Los grises de Linde

Javier Gómez | 24 de junio de 2010 a las 9:47

PUERTO

YA no se lleva eso de soñar con escribir un libro. No. Ahora hay que aspirar a crear una serie de televisión de éxito. A ser como David Simon, Vince Gilligan, J.J. Abrams, Alan Ball, Kurt Sutter o David Chase. Y para idear una trama que cautive al espectador, la clave está en el malo. Pero no se trata de un malo convencional, al viejo estilo maniqueo, sino de uno repleto de grises. Ahora el malo tiene que caernos bien, ganarnos para su causa, hacernos reír, llorar, lograr que nos metamos en su pellejo y convencernos de que en el fondo es bueno y se arrepiente. El malo no quiere hacer cosas malas, son las circunstancias las que le obligan a ello. El antihéroe como ídolo. ¿Quién no ha querido abrazar a Tony Soprano? ¿Quién no justifica un poco los crímenes de Dexter, el maquiavelismo de Benjamin Linus, la transformación de Walter White en Heisenberg? ¿Quién no querría tomarse una copa con el tabernero Al Swearengen?

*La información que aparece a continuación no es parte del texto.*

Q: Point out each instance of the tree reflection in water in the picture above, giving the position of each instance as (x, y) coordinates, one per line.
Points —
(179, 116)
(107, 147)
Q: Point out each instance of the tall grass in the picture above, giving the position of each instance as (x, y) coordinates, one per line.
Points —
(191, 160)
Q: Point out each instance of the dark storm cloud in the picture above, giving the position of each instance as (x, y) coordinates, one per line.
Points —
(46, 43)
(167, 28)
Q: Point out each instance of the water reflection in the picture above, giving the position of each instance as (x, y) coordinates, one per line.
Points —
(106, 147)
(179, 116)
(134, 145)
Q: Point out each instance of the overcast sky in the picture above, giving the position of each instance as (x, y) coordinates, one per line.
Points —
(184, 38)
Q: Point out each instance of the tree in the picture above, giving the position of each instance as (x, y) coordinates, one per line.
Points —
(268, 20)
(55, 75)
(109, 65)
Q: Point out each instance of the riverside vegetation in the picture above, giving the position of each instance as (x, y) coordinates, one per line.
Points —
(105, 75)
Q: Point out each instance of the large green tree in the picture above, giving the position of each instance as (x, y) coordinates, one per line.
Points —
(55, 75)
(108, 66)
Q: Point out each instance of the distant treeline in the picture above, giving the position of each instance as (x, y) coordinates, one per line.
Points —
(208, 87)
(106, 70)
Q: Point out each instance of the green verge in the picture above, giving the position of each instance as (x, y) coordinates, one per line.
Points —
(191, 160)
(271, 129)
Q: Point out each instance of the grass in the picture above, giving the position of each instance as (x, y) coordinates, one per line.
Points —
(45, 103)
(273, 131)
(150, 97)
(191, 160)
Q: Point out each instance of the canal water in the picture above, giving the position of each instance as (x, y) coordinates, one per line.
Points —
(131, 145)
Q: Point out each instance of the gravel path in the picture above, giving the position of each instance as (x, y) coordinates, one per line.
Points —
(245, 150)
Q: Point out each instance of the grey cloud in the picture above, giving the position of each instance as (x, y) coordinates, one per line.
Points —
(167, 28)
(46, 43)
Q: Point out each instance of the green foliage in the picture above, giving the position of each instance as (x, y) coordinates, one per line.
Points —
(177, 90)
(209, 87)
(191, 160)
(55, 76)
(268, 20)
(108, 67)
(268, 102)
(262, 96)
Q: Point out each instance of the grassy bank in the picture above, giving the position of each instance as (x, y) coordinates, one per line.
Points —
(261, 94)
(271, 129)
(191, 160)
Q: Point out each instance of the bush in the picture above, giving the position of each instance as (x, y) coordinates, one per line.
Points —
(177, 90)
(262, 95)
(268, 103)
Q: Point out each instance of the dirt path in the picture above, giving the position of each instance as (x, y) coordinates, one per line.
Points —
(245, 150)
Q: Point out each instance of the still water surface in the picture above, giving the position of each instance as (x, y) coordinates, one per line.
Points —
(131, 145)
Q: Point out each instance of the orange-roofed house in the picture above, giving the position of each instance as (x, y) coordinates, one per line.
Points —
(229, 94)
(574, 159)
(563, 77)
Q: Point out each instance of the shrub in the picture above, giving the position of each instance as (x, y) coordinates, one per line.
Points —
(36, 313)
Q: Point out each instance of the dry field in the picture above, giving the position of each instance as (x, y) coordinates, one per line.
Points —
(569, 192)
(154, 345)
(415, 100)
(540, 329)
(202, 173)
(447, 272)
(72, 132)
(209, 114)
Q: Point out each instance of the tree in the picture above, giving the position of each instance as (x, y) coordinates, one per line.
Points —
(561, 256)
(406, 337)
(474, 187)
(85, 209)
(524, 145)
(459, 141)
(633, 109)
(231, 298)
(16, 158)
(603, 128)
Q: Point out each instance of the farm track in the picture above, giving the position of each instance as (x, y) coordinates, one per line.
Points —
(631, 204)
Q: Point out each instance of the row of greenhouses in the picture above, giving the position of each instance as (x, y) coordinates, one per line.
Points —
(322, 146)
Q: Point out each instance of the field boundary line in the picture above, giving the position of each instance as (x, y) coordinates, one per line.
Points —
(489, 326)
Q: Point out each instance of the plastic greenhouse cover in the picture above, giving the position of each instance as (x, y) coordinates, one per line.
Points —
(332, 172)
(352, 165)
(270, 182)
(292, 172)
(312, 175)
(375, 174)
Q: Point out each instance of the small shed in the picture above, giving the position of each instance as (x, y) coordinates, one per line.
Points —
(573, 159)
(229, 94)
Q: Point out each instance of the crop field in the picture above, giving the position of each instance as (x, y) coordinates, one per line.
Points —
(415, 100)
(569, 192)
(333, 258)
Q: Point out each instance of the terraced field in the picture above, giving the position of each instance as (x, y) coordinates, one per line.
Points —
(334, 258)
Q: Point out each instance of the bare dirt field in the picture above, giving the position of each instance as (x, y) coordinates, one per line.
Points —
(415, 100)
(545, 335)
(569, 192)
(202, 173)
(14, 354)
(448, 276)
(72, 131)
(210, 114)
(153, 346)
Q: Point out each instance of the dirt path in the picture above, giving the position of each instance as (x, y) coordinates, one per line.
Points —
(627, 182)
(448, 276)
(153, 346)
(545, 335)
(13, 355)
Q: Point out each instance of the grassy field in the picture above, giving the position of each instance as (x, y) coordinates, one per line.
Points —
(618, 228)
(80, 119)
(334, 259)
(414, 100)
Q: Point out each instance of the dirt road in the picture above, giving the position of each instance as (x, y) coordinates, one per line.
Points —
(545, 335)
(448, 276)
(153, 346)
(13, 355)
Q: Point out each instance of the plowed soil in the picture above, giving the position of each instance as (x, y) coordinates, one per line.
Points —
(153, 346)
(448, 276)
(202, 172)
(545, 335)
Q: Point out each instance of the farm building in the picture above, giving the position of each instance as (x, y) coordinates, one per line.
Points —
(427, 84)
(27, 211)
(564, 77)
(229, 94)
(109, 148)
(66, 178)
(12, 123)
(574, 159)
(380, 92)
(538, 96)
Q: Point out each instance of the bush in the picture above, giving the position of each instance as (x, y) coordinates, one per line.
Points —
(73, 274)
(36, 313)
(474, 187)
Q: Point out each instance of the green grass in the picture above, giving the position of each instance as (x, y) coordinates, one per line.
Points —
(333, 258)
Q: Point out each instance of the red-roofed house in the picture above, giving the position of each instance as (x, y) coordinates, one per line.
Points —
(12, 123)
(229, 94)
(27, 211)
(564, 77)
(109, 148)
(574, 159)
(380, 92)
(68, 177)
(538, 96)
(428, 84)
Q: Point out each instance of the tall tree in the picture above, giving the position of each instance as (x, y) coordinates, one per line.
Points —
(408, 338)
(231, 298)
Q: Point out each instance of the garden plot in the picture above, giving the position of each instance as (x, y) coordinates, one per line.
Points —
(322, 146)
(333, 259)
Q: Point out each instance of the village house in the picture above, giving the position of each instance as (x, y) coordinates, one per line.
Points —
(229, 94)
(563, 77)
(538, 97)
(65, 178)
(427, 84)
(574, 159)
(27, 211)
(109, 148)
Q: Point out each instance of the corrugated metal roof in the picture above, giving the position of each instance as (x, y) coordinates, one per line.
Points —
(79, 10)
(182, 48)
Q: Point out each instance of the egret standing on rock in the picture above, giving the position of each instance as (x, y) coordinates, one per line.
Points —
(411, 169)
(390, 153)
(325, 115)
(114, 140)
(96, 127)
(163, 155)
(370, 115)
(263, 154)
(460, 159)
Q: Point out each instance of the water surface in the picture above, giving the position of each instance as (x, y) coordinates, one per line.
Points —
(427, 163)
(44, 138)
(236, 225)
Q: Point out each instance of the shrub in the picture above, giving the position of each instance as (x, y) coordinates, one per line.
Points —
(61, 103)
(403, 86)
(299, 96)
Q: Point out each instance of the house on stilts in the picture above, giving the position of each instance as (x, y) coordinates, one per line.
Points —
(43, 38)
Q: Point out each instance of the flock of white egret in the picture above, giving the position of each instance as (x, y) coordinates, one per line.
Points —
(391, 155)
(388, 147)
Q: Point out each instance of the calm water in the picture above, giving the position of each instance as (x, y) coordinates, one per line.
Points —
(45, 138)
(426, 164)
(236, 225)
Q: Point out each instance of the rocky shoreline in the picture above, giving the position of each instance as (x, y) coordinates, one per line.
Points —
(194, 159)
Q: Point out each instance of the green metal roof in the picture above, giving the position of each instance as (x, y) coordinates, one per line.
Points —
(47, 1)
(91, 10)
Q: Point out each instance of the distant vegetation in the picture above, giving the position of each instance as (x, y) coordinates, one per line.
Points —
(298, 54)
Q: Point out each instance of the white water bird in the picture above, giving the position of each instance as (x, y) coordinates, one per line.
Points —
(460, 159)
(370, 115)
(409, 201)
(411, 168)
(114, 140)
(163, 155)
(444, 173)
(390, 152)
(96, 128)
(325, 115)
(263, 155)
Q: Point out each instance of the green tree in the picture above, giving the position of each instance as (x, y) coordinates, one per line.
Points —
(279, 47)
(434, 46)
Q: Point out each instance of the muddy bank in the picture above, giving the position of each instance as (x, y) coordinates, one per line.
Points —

En Málaga hay un político que provoca ese tipo de sensaciones contrapuestas. Es Enrique Linde. Si se le juzga por su gestión, por la travesía del plan del puerto de fracaso en fracaso, sería fácil suspenderlo. Pero Linde, astuto como él solo, podría defenderse de las acusaciones. Le dejaron en herencia una Autoridad Portuaria en bancarrota, sin ingresos y con demasiadas esperanzas puestas en la integración de los muelles 1 y 2. Sin mucha ayuda, mantuvo firme la apuesta estratégica de los cruceros, una actividad que se ha demostrado un éxito , aunque sin duda ha podido hacerlo mejor -no peor- en la operación puerto-ciudad. Pero también el Ayuntamiento, que en vez de gastarse 74 millones de euros en Tabacalera y la Gerencia de Urbanismo, monumentos a las joyas y a la burocracia, podría haberlos empleado en liderar la tranformación portuaria, como han hecho otros consistorios.

Linde es como Odiseo, un superviviente que ha visto a muchos de sus compañeros caer. Fecundo en ardides, intenta terminar de una puñetera vez el tapiz del plan del puerto que el resto de la ciudad se empeña en destejer, porque muchos vemos un trapo donde algún empresario ve un Armani. Pero no creo que Linde ideara el caballo de Troya del edificio cultural, preajudicado a Unicaja, que esconde en sus entrañas un supermercado. Francés, no griego.